Tonia*, a mother of two small children, tried to breastfeed her first child but found it very uncomfortable. She was abused by an older relative as an adolescent and while that isn’t the only reason she didn’t enjoy breastfeeding, it played a big part.
“I breastfed my daughter, but the sensation of nursing and having to give my body over so completely and constantly was extremely unpleasant for me,” she said.
Tonia planned to breastfeed her second child as well, but right before he was born she had second thoughts.
“Just the thought of doing it all over again, and this time with a 19-month-old [to take care of as well], made me so anxious that I broke down crying one night and decided I would be going straight to formula.”
She’s happy she made that decision, and is now very passionate about parents being able to choose how to feed their babies without any judgment.
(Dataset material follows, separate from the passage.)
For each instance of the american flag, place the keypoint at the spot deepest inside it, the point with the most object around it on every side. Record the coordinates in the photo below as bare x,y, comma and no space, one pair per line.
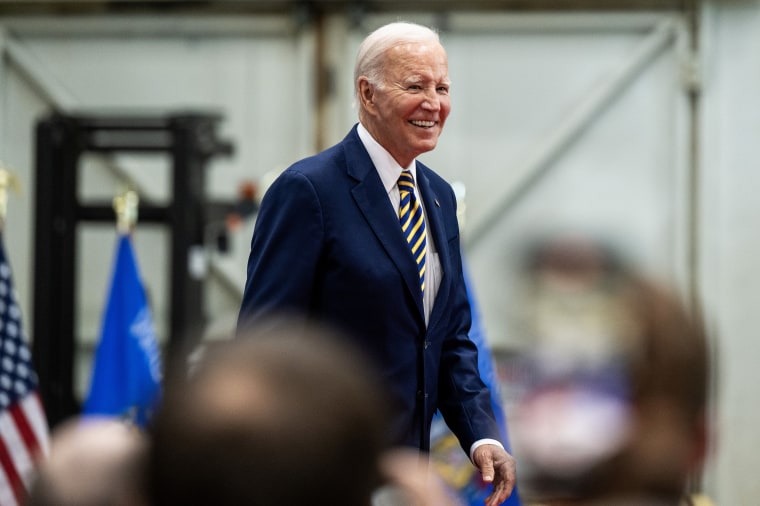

Attachment parenting isn’t for every parent, and that’s okay. Kids need lots of love and attention, but if constant physical contact is triggering, it’s okay to set boundaries. Asking for some personal space from older children can even be a lesson in consent.
Marnie Goldenberg, a health consultant and sexual health educator, explains that “offering a clear lesson to a toddler about choice and how sometimes moms or dads don’t want to hug or kiss even though they feel lots of love is a perfectly good message.”
Most of us don’t intend to hurt anybody when we question others’ choices, but it’s important to keep in mind that some parents are waging invisible battles every single day. Considering that more than 17 million women in the United States have been victims of rape or attempted rape, mothers who are survivors of abuse or sexual violence are far from rare. The choices they make in order to keep themselves and their families healthy and happy should be nobody else’s business. —Joanna Schroeder
*All names have been changed at the request of the mothers I interviewed.